Proving that each graph contains a spanning tree?
as a part of Discrete Mathematics course we are taking an introduction to graph theory. We got this question for homework:
Let $G=(V,E)$ a connected graph. Prove that there exist a sub-graph $H$ of $G$ such that $H$ is a tree and include all of $G$'s vertices.
So, I immediately thought of the process of removing all the edges of $G$ such that their removal will not increase the number of connected components, thus insuring that we have a connected cycle-free graph, which is a tree.
My question: is describing this process makes a valid proof? This course is only introductory so we're not very formal, but I still want to make sure that the possibility of this process on any connected graph proves the existence of a tree.
You could try to formalize this by induction: Prove that in any connected graph with m edges, there's some spanning tree. You could use the case with no edges (a single node) as your base case, then for your inductive step claim that either a graph with (m + 1) edges, either it's already a tree or you can delete an edge that doesn't disconnect the graph, use the IH to find spanning trees for what remains, and then connect the graph together.
Another inductive approach: Try proving it for the case where you have a graph with one node, then show that in a graph with (n + 1) nodes, you can single out some node, remove it from the graph, and use the inductive hypothesis to get subtrees for each of the connected components remaining.
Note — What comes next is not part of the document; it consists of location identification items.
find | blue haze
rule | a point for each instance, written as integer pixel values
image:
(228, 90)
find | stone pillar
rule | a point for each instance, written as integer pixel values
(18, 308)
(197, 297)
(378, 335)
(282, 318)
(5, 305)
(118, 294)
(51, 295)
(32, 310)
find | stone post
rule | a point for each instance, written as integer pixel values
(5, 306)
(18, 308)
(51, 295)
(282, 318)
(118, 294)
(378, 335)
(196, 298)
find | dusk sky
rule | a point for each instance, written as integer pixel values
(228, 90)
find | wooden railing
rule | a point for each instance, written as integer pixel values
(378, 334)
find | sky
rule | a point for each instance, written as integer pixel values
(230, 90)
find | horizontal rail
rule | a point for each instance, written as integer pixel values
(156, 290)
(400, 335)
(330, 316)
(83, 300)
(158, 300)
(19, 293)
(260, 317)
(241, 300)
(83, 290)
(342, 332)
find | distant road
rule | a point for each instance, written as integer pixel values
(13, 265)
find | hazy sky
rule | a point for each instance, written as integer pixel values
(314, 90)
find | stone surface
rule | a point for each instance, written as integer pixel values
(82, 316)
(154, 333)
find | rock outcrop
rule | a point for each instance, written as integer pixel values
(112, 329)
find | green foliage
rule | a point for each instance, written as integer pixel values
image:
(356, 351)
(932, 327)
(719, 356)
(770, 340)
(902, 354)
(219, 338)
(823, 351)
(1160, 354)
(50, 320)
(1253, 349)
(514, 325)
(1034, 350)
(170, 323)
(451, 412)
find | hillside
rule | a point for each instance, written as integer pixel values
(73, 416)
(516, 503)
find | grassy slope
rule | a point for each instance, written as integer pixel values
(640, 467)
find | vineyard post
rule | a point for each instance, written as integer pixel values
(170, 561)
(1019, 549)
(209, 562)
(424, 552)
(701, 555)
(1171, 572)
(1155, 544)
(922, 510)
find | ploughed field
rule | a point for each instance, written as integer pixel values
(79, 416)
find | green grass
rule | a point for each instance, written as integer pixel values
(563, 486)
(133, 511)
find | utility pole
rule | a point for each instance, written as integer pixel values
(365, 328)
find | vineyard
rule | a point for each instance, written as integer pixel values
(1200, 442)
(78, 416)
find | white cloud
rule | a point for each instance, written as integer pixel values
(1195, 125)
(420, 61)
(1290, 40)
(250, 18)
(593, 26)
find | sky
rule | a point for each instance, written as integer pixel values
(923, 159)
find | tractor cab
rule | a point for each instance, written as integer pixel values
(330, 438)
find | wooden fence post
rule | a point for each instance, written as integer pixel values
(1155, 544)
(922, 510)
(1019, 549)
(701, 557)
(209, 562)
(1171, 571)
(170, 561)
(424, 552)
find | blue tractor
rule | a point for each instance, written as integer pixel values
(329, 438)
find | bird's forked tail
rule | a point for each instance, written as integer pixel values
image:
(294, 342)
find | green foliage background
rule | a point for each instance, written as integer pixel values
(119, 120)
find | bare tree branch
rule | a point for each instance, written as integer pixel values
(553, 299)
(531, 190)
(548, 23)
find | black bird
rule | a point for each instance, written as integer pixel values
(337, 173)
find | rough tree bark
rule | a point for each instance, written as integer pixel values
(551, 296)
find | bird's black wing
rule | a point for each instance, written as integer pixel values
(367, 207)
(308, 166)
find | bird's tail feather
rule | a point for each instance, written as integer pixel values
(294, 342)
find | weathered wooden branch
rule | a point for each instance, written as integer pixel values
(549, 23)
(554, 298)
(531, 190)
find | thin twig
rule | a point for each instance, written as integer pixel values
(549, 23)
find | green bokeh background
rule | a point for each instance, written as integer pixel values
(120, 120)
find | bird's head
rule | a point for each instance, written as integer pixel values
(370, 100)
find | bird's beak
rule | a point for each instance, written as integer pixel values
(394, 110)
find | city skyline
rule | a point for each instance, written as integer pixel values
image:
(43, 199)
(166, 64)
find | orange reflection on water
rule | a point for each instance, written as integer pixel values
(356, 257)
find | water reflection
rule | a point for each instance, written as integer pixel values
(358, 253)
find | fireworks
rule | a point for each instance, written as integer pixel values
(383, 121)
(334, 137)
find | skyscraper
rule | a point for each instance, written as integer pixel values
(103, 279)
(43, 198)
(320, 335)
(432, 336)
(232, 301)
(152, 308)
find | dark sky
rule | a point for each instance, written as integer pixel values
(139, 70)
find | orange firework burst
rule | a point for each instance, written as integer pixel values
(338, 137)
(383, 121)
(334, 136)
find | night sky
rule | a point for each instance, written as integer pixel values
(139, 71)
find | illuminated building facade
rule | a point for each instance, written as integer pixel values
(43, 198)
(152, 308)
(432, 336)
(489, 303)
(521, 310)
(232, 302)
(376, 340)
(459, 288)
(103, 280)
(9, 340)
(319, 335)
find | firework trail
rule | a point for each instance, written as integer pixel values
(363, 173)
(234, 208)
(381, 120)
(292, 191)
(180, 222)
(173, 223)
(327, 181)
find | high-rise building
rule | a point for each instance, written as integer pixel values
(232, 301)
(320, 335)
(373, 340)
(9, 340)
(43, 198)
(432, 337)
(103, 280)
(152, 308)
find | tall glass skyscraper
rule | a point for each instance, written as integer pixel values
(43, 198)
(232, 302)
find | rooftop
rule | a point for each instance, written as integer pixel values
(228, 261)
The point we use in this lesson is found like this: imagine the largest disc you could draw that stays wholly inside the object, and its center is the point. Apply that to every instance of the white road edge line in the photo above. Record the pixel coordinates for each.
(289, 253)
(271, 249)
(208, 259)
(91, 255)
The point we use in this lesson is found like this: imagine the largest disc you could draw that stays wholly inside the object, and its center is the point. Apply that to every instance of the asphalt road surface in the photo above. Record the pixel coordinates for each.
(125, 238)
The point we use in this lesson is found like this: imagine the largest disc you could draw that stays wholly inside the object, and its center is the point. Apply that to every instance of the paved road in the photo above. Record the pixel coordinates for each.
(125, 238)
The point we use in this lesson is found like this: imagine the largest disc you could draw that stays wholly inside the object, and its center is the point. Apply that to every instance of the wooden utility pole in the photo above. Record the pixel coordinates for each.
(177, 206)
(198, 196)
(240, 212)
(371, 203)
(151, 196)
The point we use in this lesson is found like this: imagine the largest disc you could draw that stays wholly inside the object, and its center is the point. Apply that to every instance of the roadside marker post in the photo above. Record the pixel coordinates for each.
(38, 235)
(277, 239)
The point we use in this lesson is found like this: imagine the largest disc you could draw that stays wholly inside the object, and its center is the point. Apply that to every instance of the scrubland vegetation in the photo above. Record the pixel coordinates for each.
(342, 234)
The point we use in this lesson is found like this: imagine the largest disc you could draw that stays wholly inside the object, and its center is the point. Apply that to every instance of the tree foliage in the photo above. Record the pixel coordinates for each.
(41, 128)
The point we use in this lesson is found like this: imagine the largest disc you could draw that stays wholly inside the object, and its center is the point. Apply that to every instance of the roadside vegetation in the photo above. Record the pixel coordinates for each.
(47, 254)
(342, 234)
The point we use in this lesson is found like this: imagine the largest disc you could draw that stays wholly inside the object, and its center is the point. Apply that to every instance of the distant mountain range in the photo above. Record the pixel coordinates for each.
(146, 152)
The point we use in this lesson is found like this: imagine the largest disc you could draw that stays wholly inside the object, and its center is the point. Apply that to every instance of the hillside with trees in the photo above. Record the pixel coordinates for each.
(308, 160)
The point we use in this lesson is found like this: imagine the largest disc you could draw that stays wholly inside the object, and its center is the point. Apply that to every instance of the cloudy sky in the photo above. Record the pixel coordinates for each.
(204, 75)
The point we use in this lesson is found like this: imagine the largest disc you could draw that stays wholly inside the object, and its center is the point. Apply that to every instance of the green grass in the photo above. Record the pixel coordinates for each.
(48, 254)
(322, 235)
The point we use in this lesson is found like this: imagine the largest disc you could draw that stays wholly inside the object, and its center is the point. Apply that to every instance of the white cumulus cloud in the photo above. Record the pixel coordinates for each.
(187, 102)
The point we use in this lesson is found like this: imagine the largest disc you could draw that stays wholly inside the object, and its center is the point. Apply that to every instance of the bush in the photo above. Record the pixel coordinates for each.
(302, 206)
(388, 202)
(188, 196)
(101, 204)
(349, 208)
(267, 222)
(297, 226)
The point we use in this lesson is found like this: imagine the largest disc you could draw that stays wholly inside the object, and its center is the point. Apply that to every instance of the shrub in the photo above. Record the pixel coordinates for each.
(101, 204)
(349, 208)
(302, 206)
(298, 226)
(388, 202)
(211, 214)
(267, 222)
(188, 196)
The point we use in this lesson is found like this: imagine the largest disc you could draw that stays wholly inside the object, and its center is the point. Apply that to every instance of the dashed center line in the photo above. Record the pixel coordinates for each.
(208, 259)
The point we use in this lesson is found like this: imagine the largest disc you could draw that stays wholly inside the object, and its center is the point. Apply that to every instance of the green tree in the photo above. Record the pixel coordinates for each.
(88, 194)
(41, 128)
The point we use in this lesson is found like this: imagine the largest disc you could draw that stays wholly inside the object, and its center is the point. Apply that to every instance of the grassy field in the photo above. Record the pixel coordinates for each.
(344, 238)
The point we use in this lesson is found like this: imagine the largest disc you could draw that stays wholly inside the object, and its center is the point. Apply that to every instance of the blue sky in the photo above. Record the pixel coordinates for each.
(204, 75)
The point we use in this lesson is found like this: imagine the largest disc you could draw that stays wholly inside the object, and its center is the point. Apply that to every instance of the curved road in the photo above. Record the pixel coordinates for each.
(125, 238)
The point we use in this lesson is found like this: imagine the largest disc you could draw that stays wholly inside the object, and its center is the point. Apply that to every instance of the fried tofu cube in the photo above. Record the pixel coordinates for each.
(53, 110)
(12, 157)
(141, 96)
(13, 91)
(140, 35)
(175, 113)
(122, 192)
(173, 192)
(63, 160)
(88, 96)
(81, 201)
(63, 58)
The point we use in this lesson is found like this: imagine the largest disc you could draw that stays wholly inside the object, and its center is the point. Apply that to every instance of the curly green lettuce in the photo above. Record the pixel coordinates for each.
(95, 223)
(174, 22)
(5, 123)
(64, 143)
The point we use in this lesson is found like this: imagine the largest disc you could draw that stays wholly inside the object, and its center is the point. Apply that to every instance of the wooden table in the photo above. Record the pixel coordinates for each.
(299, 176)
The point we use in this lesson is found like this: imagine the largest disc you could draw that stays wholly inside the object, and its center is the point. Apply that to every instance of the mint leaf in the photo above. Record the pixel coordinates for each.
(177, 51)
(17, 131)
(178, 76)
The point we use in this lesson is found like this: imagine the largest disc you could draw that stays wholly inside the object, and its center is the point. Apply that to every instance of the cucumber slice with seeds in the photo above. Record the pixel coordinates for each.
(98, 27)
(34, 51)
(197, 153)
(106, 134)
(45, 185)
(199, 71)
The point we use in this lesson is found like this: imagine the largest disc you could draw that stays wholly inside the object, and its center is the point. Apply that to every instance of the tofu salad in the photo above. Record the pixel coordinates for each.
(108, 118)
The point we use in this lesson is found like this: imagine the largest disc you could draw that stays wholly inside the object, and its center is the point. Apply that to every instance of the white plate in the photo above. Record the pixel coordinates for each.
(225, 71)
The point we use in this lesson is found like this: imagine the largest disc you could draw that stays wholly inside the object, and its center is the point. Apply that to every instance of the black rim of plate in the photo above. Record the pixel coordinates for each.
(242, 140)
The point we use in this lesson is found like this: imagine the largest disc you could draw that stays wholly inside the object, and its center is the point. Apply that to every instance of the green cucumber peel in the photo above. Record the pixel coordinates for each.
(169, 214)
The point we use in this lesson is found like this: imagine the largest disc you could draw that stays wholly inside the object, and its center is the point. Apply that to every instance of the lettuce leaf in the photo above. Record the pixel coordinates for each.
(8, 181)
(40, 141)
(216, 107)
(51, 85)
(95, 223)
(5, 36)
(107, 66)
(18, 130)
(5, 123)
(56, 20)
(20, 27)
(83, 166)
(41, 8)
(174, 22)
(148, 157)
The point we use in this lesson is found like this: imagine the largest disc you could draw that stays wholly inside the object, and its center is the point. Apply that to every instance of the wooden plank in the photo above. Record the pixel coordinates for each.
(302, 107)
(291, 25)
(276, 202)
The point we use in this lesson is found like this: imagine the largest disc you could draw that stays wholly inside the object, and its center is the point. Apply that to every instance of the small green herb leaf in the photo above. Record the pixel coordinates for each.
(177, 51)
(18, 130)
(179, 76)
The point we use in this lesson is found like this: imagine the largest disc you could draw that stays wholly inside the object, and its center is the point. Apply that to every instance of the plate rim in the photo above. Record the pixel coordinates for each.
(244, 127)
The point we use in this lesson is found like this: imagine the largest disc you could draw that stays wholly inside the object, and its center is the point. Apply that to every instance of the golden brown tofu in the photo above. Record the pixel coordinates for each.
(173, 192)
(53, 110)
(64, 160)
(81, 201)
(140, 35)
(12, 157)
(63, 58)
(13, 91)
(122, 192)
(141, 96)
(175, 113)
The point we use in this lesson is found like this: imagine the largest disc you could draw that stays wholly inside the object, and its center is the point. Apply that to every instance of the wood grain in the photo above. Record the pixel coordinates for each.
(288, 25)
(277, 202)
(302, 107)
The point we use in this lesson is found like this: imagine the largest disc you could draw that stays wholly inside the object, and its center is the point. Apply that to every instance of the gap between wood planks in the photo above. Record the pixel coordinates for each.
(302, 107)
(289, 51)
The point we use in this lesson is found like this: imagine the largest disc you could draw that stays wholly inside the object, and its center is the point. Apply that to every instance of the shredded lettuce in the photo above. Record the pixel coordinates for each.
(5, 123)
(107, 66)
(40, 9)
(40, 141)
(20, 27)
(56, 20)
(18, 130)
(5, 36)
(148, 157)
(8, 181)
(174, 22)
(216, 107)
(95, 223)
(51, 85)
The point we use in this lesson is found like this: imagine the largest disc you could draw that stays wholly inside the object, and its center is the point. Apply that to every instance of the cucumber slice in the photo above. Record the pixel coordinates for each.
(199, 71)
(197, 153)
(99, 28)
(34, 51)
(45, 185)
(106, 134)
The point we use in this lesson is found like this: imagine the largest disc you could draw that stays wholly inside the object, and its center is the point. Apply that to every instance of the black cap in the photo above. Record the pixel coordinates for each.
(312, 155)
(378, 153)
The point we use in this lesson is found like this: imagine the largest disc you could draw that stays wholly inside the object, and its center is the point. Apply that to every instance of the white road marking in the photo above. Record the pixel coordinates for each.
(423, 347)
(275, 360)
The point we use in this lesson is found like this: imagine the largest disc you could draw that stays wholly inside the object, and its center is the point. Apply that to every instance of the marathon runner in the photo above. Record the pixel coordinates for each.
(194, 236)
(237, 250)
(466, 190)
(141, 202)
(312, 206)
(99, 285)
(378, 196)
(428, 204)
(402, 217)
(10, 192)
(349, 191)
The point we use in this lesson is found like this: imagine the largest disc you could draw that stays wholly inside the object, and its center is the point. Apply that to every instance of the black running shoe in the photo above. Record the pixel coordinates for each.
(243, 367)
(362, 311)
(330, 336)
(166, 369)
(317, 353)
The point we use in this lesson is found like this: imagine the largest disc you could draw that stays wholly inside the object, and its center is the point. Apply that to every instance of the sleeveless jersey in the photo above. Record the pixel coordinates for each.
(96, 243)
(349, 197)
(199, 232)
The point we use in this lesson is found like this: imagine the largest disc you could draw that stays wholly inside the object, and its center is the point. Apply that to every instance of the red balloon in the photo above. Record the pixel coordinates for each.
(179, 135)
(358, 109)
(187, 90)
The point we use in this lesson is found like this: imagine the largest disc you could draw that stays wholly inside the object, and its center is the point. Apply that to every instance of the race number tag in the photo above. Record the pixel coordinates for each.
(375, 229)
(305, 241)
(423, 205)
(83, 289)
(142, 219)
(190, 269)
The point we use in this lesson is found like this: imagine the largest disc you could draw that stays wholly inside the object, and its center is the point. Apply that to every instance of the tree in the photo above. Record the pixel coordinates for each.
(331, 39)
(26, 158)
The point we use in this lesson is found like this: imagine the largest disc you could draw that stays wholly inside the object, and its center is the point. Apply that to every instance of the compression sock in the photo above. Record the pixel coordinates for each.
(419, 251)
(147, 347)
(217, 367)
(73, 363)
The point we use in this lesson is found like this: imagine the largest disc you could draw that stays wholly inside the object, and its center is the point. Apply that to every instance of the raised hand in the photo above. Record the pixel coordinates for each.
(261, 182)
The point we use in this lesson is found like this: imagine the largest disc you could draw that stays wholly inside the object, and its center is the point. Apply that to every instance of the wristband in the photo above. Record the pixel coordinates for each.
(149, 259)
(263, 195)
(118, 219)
You can then join them together into a tree.
Since this is a homework question, I'll leave this as an exercise to the reader. :-)
Since the graph is connected there exists at least one path between every pair of vertices. Let $v_1$ be an arbitrary vertex of graph $G(V,E)$ having $n$ vertices. Let $P_{1,i}$ denotes the shortest path from $v_1$ to $v_i$, where $2\le i\le n$. What is the union of these paths $\bigcup_{i=2}^{n}P_{1,i}$?